Au quotidien, « nous avons la chance, au sein de notre entreprise, de pouvoir accompagner les patients chroniques à leur domicile » et ce, notamment, « grâce à nos techniciens et aux infirmières » qui interviennent auprès d’eux pour la mise à disposition et l’utilisation des dispositifs médicaux nécessaires à leur traitement, décrypte-t-elle. « C’est extrêmement précieux » pour ajuster l’offre aux besoins. En complément, « nous démultiplions les dispositifs de communication et de mise en relation » avec les patients, poursuit-elle : call centers, sites internet, réseaux sociaux…

« La Ligue contre le cancer a assez peu d’actions de communication communes avec l’industrie, même si, évidemment, des projets existent, tant à l’échelle nationale que locale, notamment sur des sujets de prévention, de dépistage etc », évoque, de son côté, Frédérique Jeske. Insistant sur l’importance de l’éthique, elle rappelle que de tels partenariats, quels qu’ils soient, doivent « avoir du sens, un impact positif majeur » et être menés « dans l’intérêt supérieur des personnes malades ».

Et de citer l’exemple des Espaces de rencontres et d’information (ÉRI), des « lieux d’accueil pour les personnes malades au sein des établissements santé » mis en place il y a plusieurs années par la Ligue en partenariat avec Sanofi.

Évolution du dialogue soignant-soigné

À noter que les associations de patients deviennent également des interlocuteurs privilégiés des professionnels de santé.
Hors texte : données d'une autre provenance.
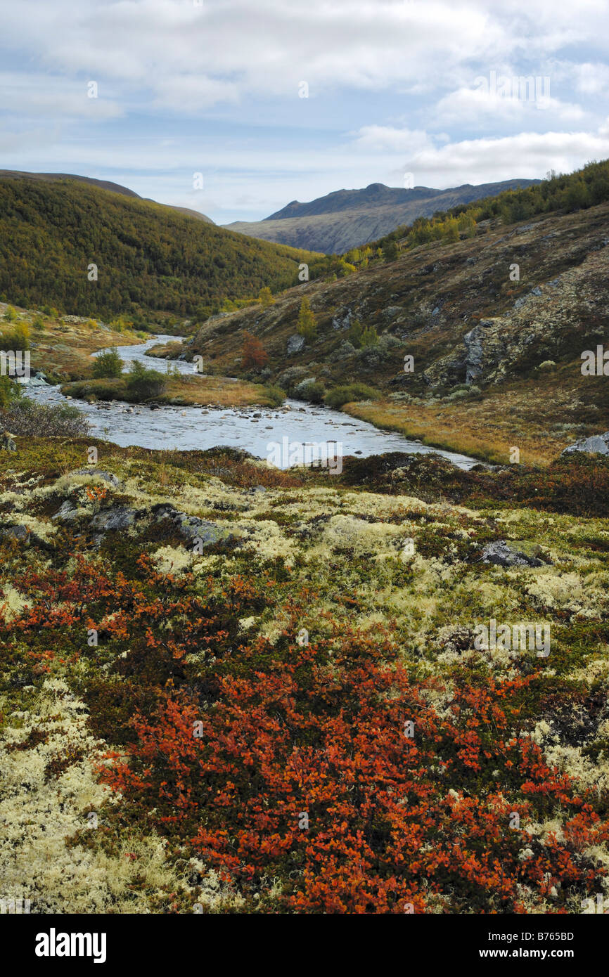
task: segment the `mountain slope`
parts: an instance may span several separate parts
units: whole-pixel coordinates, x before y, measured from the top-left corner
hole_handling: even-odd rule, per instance
[[[326,254],[341,254],[411,224],[416,217],[431,217],[502,191],[538,184],[539,180],[504,180],[501,183],[464,184],[450,190],[415,187],[402,190],[370,184],[365,190],[340,190],[310,203],[292,200],[264,221],[237,221],[226,227],[263,240],[307,247]]]
[[[204,317],[225,297],[295,283],[319,258],[88,180],[0,179],[0,300],[26,308]]]
[[[247,331],[268,354],[265,378],[297,399],[351,402],[379,427],[486,460],[505,462],[516,447],[523,460],[549,461],[609,428],[607,377],[582,372],[585,351],[607,347],[609,163],[489,199],[481,217],[462,239],[413,244],[401,229],[395,260],[210,319],[187,357],[252,378],[241,362]],[[305,297],[317,320],[306,339]]]
[[[156,200],[151,200],[150,197],[142,197],[134,190],[129,190],[128,187],[112,183],[110,180],[96,180],[95,177],[79,177],[73,173],[26,173],[23,170],[0,170],[0,180],[17,179],[20,177],[27,180],[39,180],[43,183],[58,183],[63,180],[72,180],[76,181],[76,183],[89,184],[91,187],[99,187],[101,190],[109,190],[112,193],[120,193],[122,196],[131,196],[136,200],[149,200],[151,203],[156,203]],[[178,210],[182,214],[190,214],[191,217],[196,217],[198,221],[205,221],[207,224],[215,223],[206,214],[201,214],[198,210],[191,210],[189,207],[174,207],[171,203],[162,203],[159,206],[169,207],[170,210]]]

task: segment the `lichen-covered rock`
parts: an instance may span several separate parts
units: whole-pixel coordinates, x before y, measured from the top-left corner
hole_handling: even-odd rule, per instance
[[[293,336],[289,336],[285,344],[285,352],[287,356],[291,357],[294,353],[300,353],[302,349],[304,349],[304,336],[299,336],[297,333],[294,333]]]
[[[109,509],[103,509],[91,520],[91,526],[96,530],[126,530],[133,526],[138,518],[138,512],[130,509],[126,505],[112,505]]]
[[[10,435],[8,431],[0,433],[0,448],[3,448],[5,451],[17,451],[17,445],[13,441],[13,435]]]
[[[487,543],[482,550],[482,560],[497,567],[543,567],[544,561],[539,559],[541,554],[542,547],[537,543],[511,543],[498,539]]]
[[[563,454],[573,454],[574,451],[586,451],[589,454],[609,454],[609,431],[604,434],[594,434],[591,438],[582,438],[574,445],[565,447]]]

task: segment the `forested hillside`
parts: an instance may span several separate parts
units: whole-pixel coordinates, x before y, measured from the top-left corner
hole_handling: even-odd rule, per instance
[[[74,181],[0,180],[0,301],[23,307],[204,317],[320,259]]]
Lucien Bennatan, pharmacien d’officine, explique ainsi que le Groupe Pharmacie Référence, qu’il préside, a travaillé avec l’association Vaincre la mucoviscidose ou encore, Familles rurales. « Grâce aux relations que nous avons pu entretenir avec ces associations »« nous avons, par exemple, réussi à mettre au point des référentiels qualité pour l’exercice professionnel de nos pharmaciens », adapté des entretiens pharmaceutiques, « anticiper certains besoins »…, détaille-t-il.

Des échanges précieux pour recueillir l’expertise de ces associations mais aussi « stimuler le rôle du groupement » et celui « du pharmacien dans le système de santé », souligne Lucien Bennatan : « participer à l’acceptation de la maladie et à l’adhésion aux traitements »« développer la prévention », renforcer « la personnalisation de la relation et des soins »… Les pharmaciens se sont d’ailleurs adaptés pour faciliter le dialogue avec les patients en officine, avec la mise en place « de corners », d’espaces dédiés pour la réalisation des entretiens pharmaceutiques ou encore, la télémédecine, note-t-il.
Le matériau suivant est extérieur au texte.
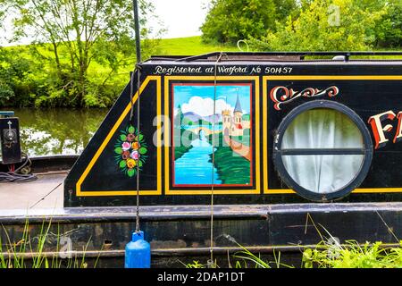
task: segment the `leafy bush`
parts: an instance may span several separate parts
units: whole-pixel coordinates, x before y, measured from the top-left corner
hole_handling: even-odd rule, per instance
[[[331,5],[339,8],[339,15]],[[374,10],[359,0],[313,0],[297,19],[277,22],[276,31],[252,38],[250,46],[268,51],[368,50],[376,42],[376,25],[387,13],[385,4]]]
[[[248,37],[262,37],[295,7],[294,0],[214,0],[201,26],[202,38],[236,44]]]

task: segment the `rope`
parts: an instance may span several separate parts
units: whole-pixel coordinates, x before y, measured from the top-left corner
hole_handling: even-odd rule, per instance
[[[137,99],[137,136],[139,137],[139,87],[140,87],[140,65],[137,63],[137,90],[138,97]],[[136,209],[136,232],[139,232],[139,156],[137,158],[137,209]]]
[[[141,77],[141,39],[139,35],[139,17],[138,17],[138,4],[137,0],[133,1],[133,10],[134,10],[134,29],[136,35],[136,56],[137,56],[137,136],[139,137],[139,112],[140,112],[140,101],[139,101],[139,87],[140,87],[140,77]],[[131,76],[131,88],[134,85],[134,74]],[[132,97],[132,90],[130,93]],[[131,111],[130,114],[130,121],[131,122],[133,116],[133,103],[131,99]],[[139,156],[137,158],[137,209],[136,209],[136,231],[135,232],[139,232]]]
[[[212,184],[211,184],[211,233],[210,233],[210,253],[211,253],[211,258],[207,262],[208,266],[210,268],[214,268],[214,167],[215,164],[215,120],[214,115],[216,114],[216,73],[217,73],[217,66],[218,63],[221,61],[222,56],[223,55],[222,53],[219,55],[219,56],[216,59],[214,71],[214,114],[213,114],[213,133],[212,133]]]

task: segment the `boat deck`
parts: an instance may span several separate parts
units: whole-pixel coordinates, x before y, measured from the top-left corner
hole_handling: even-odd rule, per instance
[[[0,210],[63,208],[67,171],[37,173],[30,182],[1,182]]]

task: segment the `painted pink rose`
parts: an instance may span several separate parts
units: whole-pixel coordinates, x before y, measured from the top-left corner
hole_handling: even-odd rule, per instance
[[[129,142],[134,141],[135,138],[136,138],[136,137],[134,136],[134,134],[130,133],[129,135],[127,135],[127,140],[128,140]]]
[[[129,142],[124,142],[121,145],[121,147],[124,151],[129,150],[130,147],[131,147],[131,144],[130,144]]]
[[[133,158],[134,160],[138,160],[138,157],[139,157],[138,151],[137,151],[137,150],[132,151],[131,154],[130,155],[130,156],[131,158]]]

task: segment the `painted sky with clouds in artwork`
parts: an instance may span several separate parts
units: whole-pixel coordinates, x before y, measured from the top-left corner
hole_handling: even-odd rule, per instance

« Être patients, ce n’est pas non plus être professionnels de santé. »

« Il faut de plus en plus intégrer la voix des patients aux enjeux de la santé, conclut Frédérique Jeske, directrice générale de la Ligue nationale contre le cancer. Nous avons vraiment besoin que les causes de la santé publique soient incarnées et que nos actions puissent vraiment répondre aux besoins des personnes malades. C’est pour cela que nous diffusons de plus en plus la parole de témoins de la maladie. » Et ce, « tout en restant très vigilants parce qu’il faut pas oublier qu’être patients, ce n’est pas non plus être professionnels de santé ». 
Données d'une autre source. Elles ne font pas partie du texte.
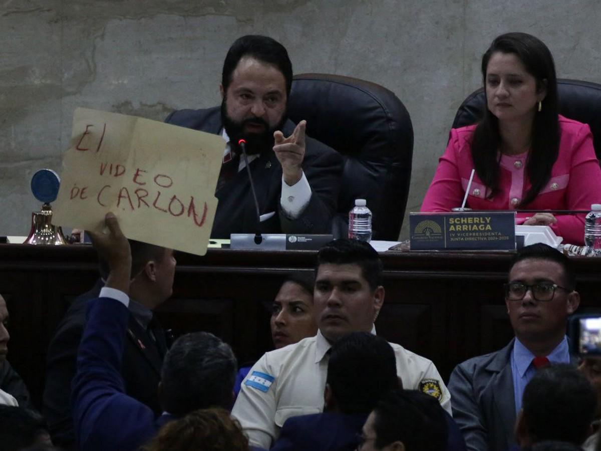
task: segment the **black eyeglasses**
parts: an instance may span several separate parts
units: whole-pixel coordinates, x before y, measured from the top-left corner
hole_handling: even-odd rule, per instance
[[[558,288],[568,293],[572,291],[569,288],[560,287],[557,283],[550,282],[538,282],[531,285],[521,282],[510,282],[503,286],[505,287],[505,297],[508,301],[521,301],[528,290],[532,292],[532,297],[535,301],[551,301]]]
[[[362,433],[359,432],[357,434],[356,440],[357,447],[356,448],[356,451],[361,451],[361,449],[363,448],[363,445],[364,445],[366,442],[368,442],[370,440],[375,440],[376,437],[366,437]]]

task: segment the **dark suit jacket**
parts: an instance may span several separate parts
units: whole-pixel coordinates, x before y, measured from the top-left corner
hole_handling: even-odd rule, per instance
[[[165,122],[182,127],[219,134],[223,125],[219,107],[209,109],[182,109],[171,113]],[[282,132],[285,136],[294,130],[287,121]],[[282,191],[282,167],[272,149],[266,149],[249,165],[263,215],[276,212],[261,222],[264,233],[331,233],[332,218],[342,174],[342,157],[334,149],[307,138],[303,171],[311,186],[309,204],[296,219],[286,217],[279,206]],[[229,238],[231,233],[254,233],[257,231],[257,213],[246,171],[240,171],[215,192],[219,200],[211,238]]]
[[[150,408],[126,394],[120,369],[129,318],[129,311],[114,299],[87,303],[72,393],[79,449],[137,450],[174,419],[167,414],[157,418]]]
[[[459,364],[451,374],[453,416],[470,451],[507,451],[515,445],[511,363],[514,341],[496,352]]]
[[[31,398],[25,383],[7,360],[0,362],[0,390],[14,396],[19,407],[32,408]]]
[[[78,347],[85,322],[86,305],[90,299],[99,295],[102,286],[102,281],[99,280],[94,288],[75,299],[48,348],[43,413],[53,442],[65,449],[72,447],[75,443],[70,396],[72,381],[75,375]],[[125,391],[159,414],[162,411],[157,387],[166,351],[165,337],[157,333],[155,343],[133,317],[128,318],[127,339],[120,367]]]
[[[270,451],[353,451],[367,415],[324,413],[286,420]]]

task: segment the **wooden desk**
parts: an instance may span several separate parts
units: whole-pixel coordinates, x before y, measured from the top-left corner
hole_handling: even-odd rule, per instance
[[[288,271],[311,271],[314,251],[211,250],[178,256],[173,297],[159,309],[175,334],[215,333],[240,363],[271,349],[270,302]],[[389,341],[432,359],[446,380],[463,360],[512,336],[503,301],[511,253],[386,253],[386,298],[376,327]],[[578,258],[584,310],[598,305],[601,261]],[[70,302],[96,281],[89,246],[0,245],[0,293],[10,313],[8,360],[40,405],[45,354]],[[581,310],[583,308],[581,307]]]

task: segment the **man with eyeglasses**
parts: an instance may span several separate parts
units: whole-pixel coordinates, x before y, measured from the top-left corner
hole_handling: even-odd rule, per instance
[[[539,367],[575,364],[566,337],[569,315],[580,304],[571,262],[545,244],[517,252],[505,284],[505,303],[516,337],[500,351],[456,367],[448,387],[453,418],[468,450],[505,451],[524,388]]]

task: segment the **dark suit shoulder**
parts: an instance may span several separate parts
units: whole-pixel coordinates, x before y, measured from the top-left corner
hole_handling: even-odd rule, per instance
[[[219,106],[206,109],[178,109],[167,116],[165,121],[180,127],[218,133],[221,127],[221,114]]]
[[[500,371],[502,367],[509,362],[513,349],[513,340],[512,340],[507,346],[499,351],[489,352],[487,354],[477,355],[462,362],[455,367],[453,372],[459,370],[471,373],[484,368]]]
La troisième rencontre du Festival de la communication en santé, organisée le 18 mars 2021

 


(1) L’intégralité des propos de cet article ont été recueillis à l’occasion de la rencontre « La Communication Santé doit-elle vivre au rythme des tendances ? », organisée par le Festival de la communication en santé et co-animée par Pierre Choppin, Responsable marketing client chez Boehringer Ingelheim, Co-Directeur du MBA Communication Santé de l’EFAP, et Eric Phélippeau, Vice-Président du Festival de la Communication Santé. Une rencontre dont nous étions partenaires média.